Before the rise of oxygen, life on Earth depended on the marine sulfur cycle. The fractionation of different sulfur isotopes provides clues to which biogeochemical cycles were active long ago (see the Perspective by Ueno). Zhelezinskaia et al. found negative isotope anomalies in Archean rocks from Brazil and posit that metabolic fluxes from sulfate-reducing microorganisms influenced the global sulfur cycle, including sulfur in the atmosphere. In contrast, Paris et al. found positive isotope anomalies in Archean sediments from South Africa, implying that the marine sulfate pool was more disconnected from atmospheric sulfur. As an analog for the Archean ocean, Crowe et al. measured sulfur isotope signatures in modern Lake Matano, Indonesia, and suggest that low seawater sulfate concentrations restricted early microbial activity.
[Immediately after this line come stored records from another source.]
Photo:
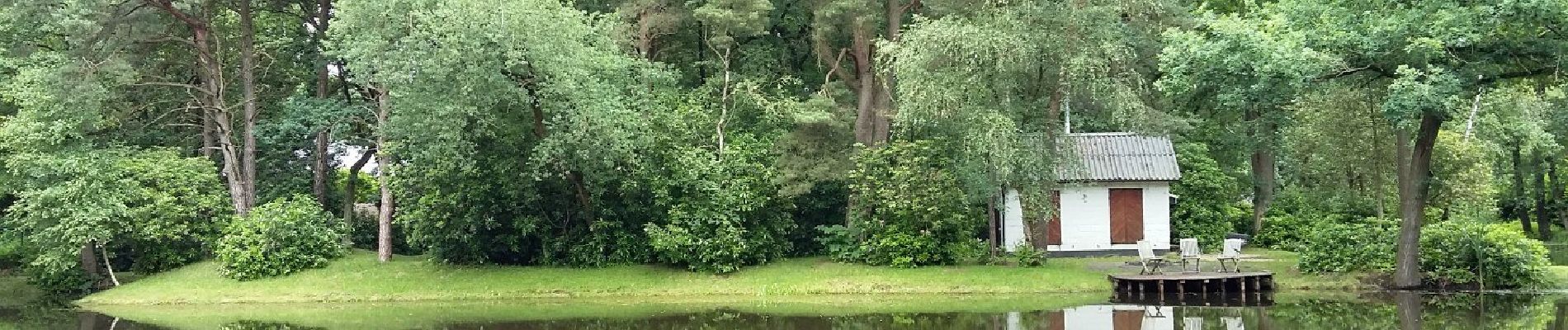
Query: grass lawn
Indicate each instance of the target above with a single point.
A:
(435, 314)
(358, 277)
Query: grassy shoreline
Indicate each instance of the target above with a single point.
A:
(411, 279)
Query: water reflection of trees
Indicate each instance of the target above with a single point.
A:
(1470, 312)
(1427, 312)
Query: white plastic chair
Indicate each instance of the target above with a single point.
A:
(1189, 252)
(1233, 323)
(1233, 252)
(1192, 323)
(1151, 263)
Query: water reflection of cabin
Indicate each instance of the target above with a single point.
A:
(1113, 196)
(1141, 318)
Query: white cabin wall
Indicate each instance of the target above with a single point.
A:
(1085, 218)
(1158, 214)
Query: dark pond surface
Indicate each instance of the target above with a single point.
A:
(1285, 312)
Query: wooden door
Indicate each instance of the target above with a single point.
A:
(1126, 216)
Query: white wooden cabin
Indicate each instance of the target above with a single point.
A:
(1113, 196)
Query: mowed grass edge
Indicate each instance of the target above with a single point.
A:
(358, 277)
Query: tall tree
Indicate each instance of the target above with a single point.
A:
(1426, 59)
(994, 80)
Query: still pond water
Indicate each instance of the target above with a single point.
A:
(1471, 312)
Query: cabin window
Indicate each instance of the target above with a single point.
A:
(1054, 221)
(1126, 216)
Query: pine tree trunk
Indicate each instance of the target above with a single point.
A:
(1413, 200)
(385, 179)
(1517, 202)
(1263, 167)
(1557, 195)
(352, 185)
(322, 171)
(1543, 223)
(248, 90)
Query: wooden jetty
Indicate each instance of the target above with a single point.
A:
(1195, 284)
(1214, 299)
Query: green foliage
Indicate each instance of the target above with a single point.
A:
(280, 238)
(1292, 232)
(1463, 183)
(1027, 255)
(519, 150)
(1364, 246)
(1454, 252)
(1207, 197)
(911, 210)
(972, 252)
(1468, 252)
(723, 210)
(68, 199)
(841, 243)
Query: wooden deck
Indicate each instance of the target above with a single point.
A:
(1193, 284)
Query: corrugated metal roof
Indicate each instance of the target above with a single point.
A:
(1118, 157)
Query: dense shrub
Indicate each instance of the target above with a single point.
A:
(1496, 255)
(1207, 197)
(1454, 252)
(151, 207)
(1291, 232)
(1026, 255)
(1348, 248)
(909, 209)
(723, 211)
(10, 252)
(280, 238)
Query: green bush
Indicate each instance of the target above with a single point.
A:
(280, 238)
(1291, 232)
(1207, 197)
(1454, 252)
(723, 211)
(971, 252)
(1348, 248)
(841, 243)
(153, 207)
(909, 209)
(1027, 255)
(1468, 252)
(10, 252)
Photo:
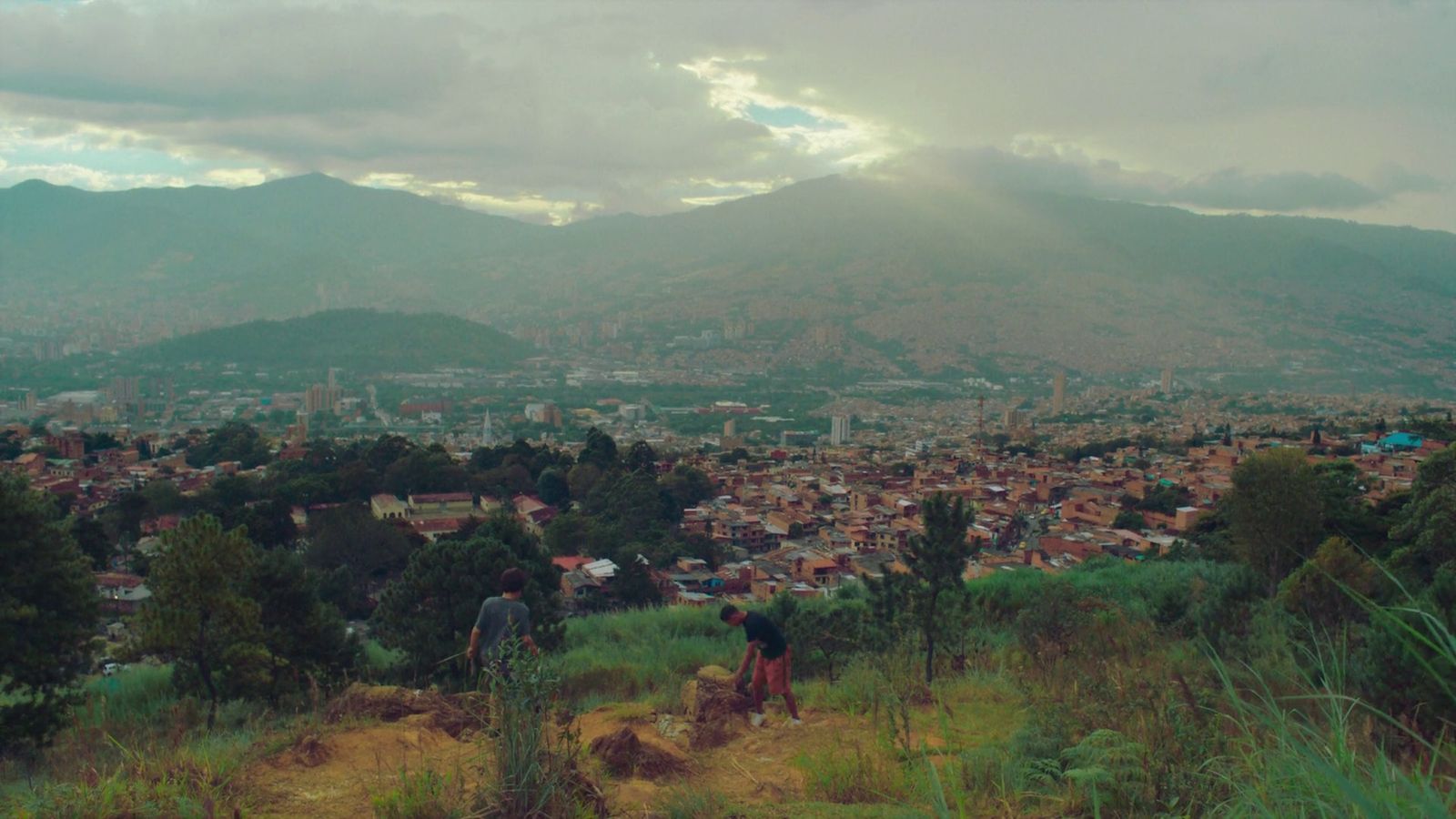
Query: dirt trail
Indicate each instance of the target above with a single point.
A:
(337, 775)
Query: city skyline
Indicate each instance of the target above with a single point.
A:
(555, 113)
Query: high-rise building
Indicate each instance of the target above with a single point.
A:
(487, 433)
(124, 389)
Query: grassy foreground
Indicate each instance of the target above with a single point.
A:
(1161, 690)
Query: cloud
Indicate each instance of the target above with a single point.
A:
(564, 109)
(1063, 167)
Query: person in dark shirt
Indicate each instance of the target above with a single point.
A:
(774, 662)
(500, 620)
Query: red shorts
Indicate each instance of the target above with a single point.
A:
(774, 672)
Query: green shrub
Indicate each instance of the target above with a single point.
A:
(421, 794)
(852, 775)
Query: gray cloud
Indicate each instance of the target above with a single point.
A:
(1062, 169)
(586, 106)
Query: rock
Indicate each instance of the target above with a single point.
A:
(389, 704)
(626, 755)
(713, 707)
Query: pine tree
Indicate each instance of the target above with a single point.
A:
(47, 615)
(198, 611)
(936, 560)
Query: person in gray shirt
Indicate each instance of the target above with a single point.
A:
(501, 618)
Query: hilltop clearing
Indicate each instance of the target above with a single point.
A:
(870, 274)
(834, 756)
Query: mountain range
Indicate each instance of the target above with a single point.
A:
(878, 274)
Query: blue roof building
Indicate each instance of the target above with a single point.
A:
(1397, 442)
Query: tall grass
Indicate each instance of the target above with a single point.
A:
(535, 763)
(641, 654)
(422, 794)
(1307, 746)
(133, 748)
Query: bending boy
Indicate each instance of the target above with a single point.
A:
(772, 666)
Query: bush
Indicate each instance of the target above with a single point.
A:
(422, 794)
(852, 777)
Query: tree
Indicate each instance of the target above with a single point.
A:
(430, 610)
(94, 541)
(601, 450)
(1128, 519)
(824, 632)
(353, 540)
(198, 611)
(230, 442)
(552, 487)
(302, 634)
(936, 561)
(1276, 515)
(633, 583)
(1427, 525)
(1325, 589)
(688, 486)
(47, 615)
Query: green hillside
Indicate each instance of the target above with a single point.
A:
(938, 278)
(361, 341)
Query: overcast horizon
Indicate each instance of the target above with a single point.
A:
(553, 113)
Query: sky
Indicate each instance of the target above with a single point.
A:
(561, 111)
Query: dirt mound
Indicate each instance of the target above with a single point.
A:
(335, 774)
(309, 753)
(389, 704)
(715, 709)
(626, 755)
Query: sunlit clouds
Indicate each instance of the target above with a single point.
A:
(561, 111)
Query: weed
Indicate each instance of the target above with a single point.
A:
(852, 775)
(693, 804)
(421, 794)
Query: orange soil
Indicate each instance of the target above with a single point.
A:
(339, 777)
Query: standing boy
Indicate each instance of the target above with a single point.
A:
(501, 618)
(772, 666)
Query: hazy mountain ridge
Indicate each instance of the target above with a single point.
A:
(945, 274)
(361, 341)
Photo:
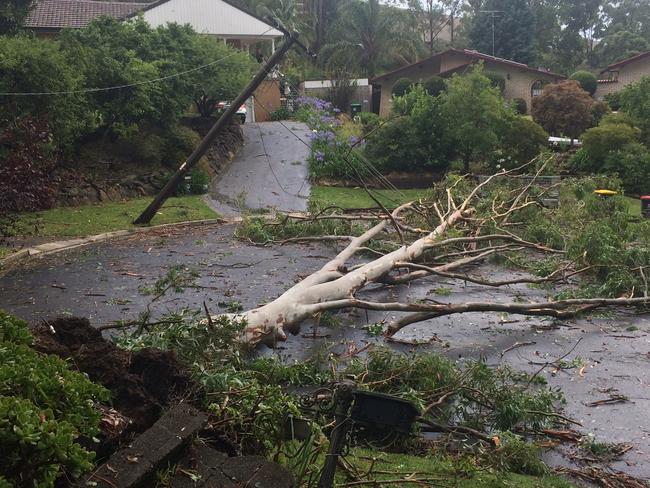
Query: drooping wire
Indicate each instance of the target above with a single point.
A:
(366, 165)
(128, 85)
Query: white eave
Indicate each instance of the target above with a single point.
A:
(214, 17)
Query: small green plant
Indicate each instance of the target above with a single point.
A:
(603, 451)
(44, 408)
(232, 306)
(443, 291)
(516, 455)
(376, 329)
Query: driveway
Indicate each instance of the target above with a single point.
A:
(603, 355)
(270, 171)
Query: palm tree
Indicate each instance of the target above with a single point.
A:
(369, 38)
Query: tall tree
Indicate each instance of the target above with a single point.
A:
(504, 28)
(586, 18)
(322, 15)
(477, 111)
(629, 15)
(370, 37)
(12, 14)
(618, 46)
(547, 29)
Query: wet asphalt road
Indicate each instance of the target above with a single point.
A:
(270, 170)
(102, 282)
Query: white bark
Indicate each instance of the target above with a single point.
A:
(334, 286)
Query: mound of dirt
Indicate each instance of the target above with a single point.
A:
(141, 383)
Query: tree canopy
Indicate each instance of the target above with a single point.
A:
(513, 29)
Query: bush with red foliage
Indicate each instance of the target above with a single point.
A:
(28, 162)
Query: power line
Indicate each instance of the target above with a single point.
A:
(128, 85)
(366, 165)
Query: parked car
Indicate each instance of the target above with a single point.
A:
(240, 114)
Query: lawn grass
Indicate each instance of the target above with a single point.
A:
(443, 470)
(96, 219)
(323, 196)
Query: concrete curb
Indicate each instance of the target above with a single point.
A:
(55, 247)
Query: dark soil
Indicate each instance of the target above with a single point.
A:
(141, 383)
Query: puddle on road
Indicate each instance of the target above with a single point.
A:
(609, 355)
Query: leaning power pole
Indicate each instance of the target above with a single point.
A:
(149, 213)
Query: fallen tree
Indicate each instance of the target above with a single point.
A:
(476, 222)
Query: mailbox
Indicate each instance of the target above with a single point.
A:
(645, 206)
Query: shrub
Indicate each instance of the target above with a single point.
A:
(497, 80)
(614, 100)
(111, 52)
(522, 140)
(599, 141)
(26, 181)
(416, 141)
(147, 147)
(632, 164)
(435, 86)
(587, 80)
(37, 65)
(281, 114)
(563, 109)
(200, 182)
(401, 87)
(598, 111)
(476, 113)
(520, 106)
(44, 408)
(180, 141)
(369, 121)
(634, 102)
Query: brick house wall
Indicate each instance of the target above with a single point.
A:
(622, 76)
(519, 80)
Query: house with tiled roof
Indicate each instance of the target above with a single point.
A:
(521, 81)
(48, 17)
(618, 75)
(218, 18)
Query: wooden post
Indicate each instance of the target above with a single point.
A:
(149, 213)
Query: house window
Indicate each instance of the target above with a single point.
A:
(537, 88)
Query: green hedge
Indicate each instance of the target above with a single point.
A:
(44, 408)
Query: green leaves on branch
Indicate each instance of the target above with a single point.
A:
(44, 408)
(112, 53)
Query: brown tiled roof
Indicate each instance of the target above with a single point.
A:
(59, 14)
(476, 56)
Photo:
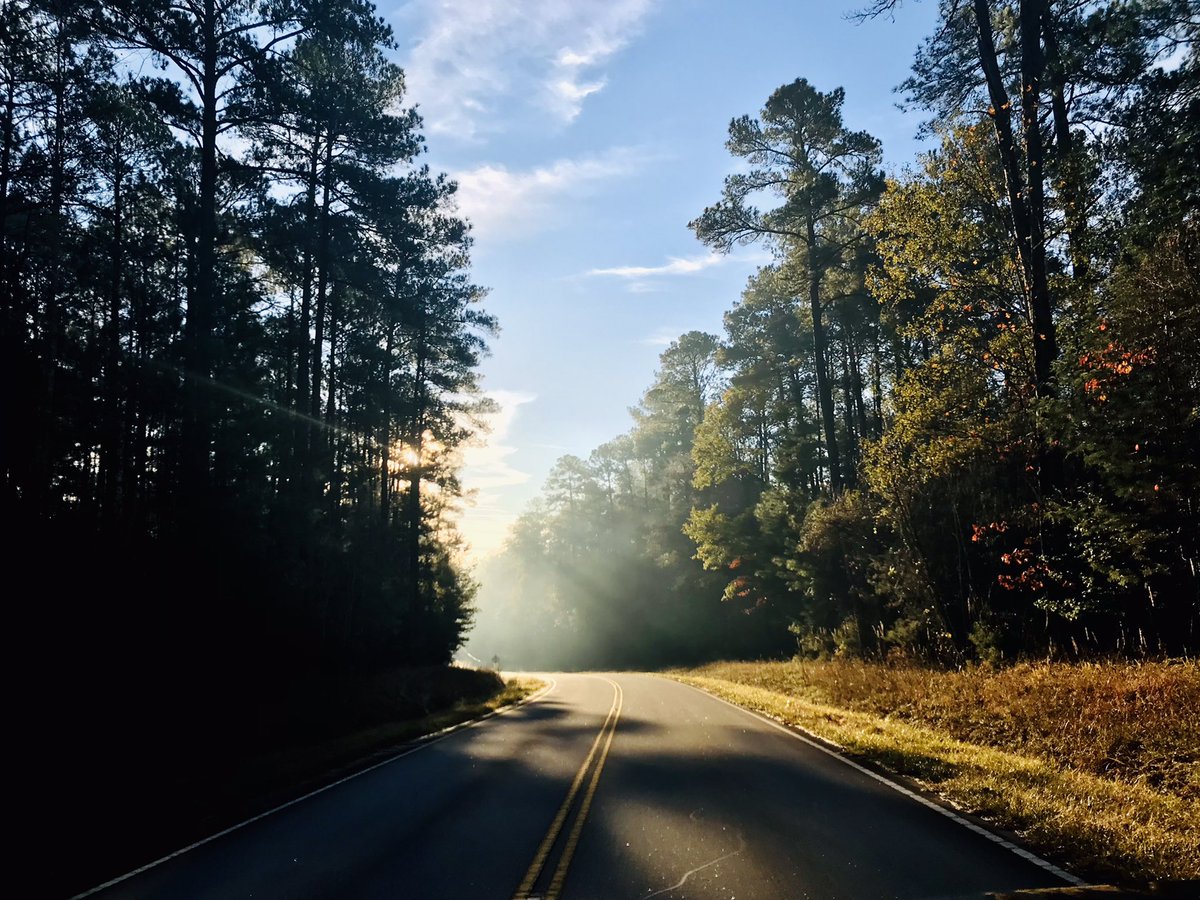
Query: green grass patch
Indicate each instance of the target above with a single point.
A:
(1096, 766)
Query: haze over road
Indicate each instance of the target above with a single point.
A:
(606, 786)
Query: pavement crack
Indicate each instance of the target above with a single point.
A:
(701, 868)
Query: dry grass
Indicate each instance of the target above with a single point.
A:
(1097, 766)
Science, this issue p. 703, p. 742, p. 739; see also p. 735

Abstract

Mass-independent fractionation of sulfur isotopes (reported as Δ33S) recorded in Archean sedimentary rocks helps to constrain the composition of Earth’s early atmosphere and the timing of the rise of oxygen ~2.4 billion years ago. Although current hypotheses predict uniformly negative Δ33S for Archean seawater sulfate, this remains untested through the vast majority of Archean time. We applied x-ray absorption spectroscopy to investigate the low sulfate content of particularly well-preserved Neoarchean carbonates and mass spectrometry to measure their Δ33S signatures. We report unexpected, large, widespread positive Δ33S values from stratigraphic sections capturing over 70 million years and diverse depositional environments. Combined with the pyrite record, these results show that sulfate does not carry the expected negative Δ33S from sulfur mass-independent fractionation in the Neoarchean atmosphere.